I don't know how anybody would expect an NX home console released this year to have any more than 30% or so more CPU performance than PS4/XBO, let alone getting anywhere near a 125W desktop CPU.
Let's run through the different options Nintendo have open to them for a CPU for a home console releasing this year:
- x86 ISA -
Advantages:
- Large ecosystem of software, compilers, etc., etc.
- Several options which hit performance required for home console
Disadvantages:
- Only two vendors. If they want to create an NX successor with binary BC then Intel and AMD are their only options (unless VIA suddenly starts competing on performance)

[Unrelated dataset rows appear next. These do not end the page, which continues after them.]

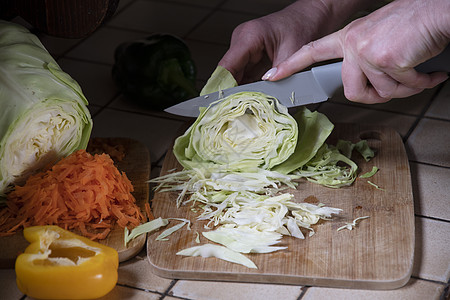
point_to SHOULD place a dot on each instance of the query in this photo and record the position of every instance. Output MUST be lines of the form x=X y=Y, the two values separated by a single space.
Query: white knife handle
x=330 y=79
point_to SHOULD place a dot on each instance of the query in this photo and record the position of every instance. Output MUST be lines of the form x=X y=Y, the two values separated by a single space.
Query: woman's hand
x=261 y=43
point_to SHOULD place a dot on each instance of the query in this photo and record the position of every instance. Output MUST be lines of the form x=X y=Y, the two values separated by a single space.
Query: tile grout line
x=421 y=116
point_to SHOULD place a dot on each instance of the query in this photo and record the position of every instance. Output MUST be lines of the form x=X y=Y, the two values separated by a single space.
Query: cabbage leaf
x=43 y=115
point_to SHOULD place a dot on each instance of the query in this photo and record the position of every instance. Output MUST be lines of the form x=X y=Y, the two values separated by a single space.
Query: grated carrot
x=82 y=192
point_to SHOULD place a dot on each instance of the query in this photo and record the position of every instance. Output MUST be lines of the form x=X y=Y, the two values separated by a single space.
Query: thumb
x=328 y=47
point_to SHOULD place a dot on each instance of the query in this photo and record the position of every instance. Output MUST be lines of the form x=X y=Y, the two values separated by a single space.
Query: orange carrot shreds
x=82 y=192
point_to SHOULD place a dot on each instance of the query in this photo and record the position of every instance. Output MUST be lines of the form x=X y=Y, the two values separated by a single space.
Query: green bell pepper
x=156 y=72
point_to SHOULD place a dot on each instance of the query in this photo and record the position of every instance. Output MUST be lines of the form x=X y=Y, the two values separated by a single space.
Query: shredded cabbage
x=240 y=158
x=210 y=250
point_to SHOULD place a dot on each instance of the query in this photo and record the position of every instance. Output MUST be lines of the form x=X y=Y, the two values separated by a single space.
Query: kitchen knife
x=316 y=85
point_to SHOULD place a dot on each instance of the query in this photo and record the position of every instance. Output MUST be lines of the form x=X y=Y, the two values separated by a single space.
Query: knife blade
x=314 y=86
x=302 y=88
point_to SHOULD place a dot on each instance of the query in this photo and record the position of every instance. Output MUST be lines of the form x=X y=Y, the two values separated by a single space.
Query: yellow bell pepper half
x=59 y=264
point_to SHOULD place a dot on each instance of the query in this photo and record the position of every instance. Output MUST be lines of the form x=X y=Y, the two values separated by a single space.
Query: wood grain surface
x=377 y=254
x=136 y=165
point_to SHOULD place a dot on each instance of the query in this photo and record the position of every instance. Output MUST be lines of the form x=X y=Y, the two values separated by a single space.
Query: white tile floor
x=423 y=122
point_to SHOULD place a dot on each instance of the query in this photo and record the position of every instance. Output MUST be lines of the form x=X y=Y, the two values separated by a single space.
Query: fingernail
x=269 y=74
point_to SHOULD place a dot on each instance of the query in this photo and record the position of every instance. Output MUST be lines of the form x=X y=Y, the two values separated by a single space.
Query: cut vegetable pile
x=43 y=115
x=240 y=157
x=82 y=192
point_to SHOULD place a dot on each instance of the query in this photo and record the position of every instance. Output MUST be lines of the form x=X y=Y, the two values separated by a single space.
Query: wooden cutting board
x=377 y=254
x=136 y=165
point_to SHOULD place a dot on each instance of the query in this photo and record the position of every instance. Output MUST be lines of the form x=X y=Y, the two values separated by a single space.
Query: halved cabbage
x=244 y=131
x=43 y=114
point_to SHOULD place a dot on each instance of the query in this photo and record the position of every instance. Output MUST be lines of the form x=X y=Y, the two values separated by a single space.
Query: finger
x=328 y=47
x=356 y=84
x=411 y=78
x=233 y=60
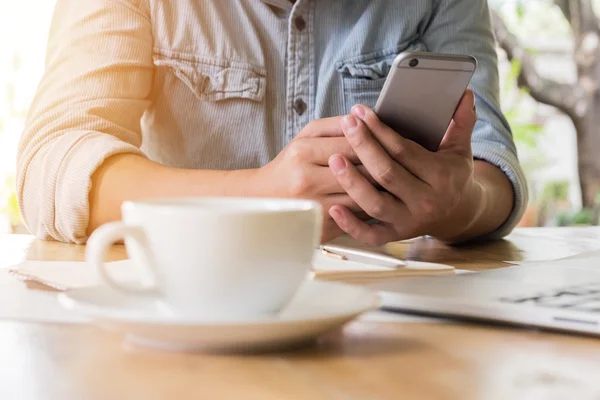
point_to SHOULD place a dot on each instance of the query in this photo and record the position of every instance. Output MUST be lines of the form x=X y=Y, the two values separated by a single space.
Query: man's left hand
x=424 y=191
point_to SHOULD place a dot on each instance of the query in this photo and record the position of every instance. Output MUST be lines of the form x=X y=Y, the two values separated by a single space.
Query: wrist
x=464 y=216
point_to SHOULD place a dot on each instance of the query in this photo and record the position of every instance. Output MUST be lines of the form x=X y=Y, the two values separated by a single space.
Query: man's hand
x=441 y=194
x=301 y=171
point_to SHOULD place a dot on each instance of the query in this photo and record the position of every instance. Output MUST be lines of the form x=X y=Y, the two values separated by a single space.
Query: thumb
x=458 y=135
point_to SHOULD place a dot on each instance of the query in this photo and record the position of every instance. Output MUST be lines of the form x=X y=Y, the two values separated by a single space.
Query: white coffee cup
x=217 y=258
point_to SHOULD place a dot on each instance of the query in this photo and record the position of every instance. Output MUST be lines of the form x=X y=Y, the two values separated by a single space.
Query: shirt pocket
x=216 y=79
x=363 y=76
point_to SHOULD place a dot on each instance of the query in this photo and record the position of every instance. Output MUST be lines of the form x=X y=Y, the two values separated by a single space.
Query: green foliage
x=556 y=191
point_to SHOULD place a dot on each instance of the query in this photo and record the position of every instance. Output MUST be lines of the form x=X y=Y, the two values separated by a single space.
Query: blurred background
x=550 y=72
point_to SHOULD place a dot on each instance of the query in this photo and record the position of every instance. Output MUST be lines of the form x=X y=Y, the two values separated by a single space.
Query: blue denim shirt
x=227 y=84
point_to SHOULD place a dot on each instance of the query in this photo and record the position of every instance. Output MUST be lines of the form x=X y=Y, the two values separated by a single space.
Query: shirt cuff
x=507 y=161
x=73 y=183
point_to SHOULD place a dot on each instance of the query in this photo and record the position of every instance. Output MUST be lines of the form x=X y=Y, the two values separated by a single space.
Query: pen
x=364 y=256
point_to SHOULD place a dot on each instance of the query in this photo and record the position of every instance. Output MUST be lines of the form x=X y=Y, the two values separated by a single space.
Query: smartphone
x=421 y=94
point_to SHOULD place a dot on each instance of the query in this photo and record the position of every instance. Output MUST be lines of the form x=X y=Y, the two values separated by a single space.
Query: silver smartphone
x=421 y=94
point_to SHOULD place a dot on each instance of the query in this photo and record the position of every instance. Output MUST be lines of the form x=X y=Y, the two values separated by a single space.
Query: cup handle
x=100 y=243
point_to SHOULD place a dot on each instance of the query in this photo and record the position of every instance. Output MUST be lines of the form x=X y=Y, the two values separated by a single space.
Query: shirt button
x=300 y=23
x=300 y=106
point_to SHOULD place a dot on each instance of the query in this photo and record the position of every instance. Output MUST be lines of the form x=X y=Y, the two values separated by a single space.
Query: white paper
x=19 y=303
x=72 y=275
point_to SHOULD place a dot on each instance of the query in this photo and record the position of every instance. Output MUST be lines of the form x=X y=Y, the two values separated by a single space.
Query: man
x=150 y=98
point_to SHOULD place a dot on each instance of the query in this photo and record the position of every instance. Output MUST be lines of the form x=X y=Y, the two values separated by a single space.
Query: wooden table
x=364 y=360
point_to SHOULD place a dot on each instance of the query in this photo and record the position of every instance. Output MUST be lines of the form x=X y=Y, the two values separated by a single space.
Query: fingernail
x=359 y=111
x=337 y=164
x=349 y=123
x=335 y=213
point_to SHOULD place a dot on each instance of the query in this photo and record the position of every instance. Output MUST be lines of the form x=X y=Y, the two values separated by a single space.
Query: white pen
x=364 y=256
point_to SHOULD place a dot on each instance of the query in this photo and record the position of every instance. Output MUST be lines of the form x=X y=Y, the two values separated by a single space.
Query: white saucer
x=317 y=308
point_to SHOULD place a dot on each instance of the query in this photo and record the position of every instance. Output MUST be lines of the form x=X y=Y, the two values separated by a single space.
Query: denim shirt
x=227 y=85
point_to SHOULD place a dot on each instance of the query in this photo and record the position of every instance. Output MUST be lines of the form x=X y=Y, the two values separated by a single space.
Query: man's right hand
x=301 y=170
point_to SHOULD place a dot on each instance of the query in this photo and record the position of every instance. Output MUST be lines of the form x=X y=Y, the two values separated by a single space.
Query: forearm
x=132 y=177
x=486 y=206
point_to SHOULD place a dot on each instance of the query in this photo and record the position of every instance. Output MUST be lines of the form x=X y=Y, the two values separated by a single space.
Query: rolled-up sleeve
x=87 y=108
x=464 y=26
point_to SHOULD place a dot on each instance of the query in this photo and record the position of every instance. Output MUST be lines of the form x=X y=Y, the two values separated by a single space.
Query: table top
x=363 y=360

- No options which hit energy efficiency required for handheld, which means using two different ISAs for the two devices, which means added cost in tools/OS/etc. development
- No binary-level BC with Wii U
Intel x86 cores:
Advantages:
- Higher end cores hit performance required for home console
Disadvantages:
- Likely more expensive than any other option
- No options which hit energy efficiency required for handheld
Synthesizable: No
Can be fabbed on-die with the GPU: No (unless they're crazy enough to use Intel IGP for a game console)
Broadwell, Skylake, etc.
Advantages:
- Probably the highest per-thread performance within a console CPU TDP
- Could be fabbed on 14nm for a 2016 launch
Disadvantages:
- Expensive
- Large die area
- See general Intel and x86 disadvantages above
Airmont (Atom)
Advantages:
- Small die area
- Low power consumption
Disadvantages:
- Lower performance per clock than either Puma or A72
AMD x86 cores:
Advantages:
- Plausible cores at least match performance required for home console (as they're already used in PS4/XBO)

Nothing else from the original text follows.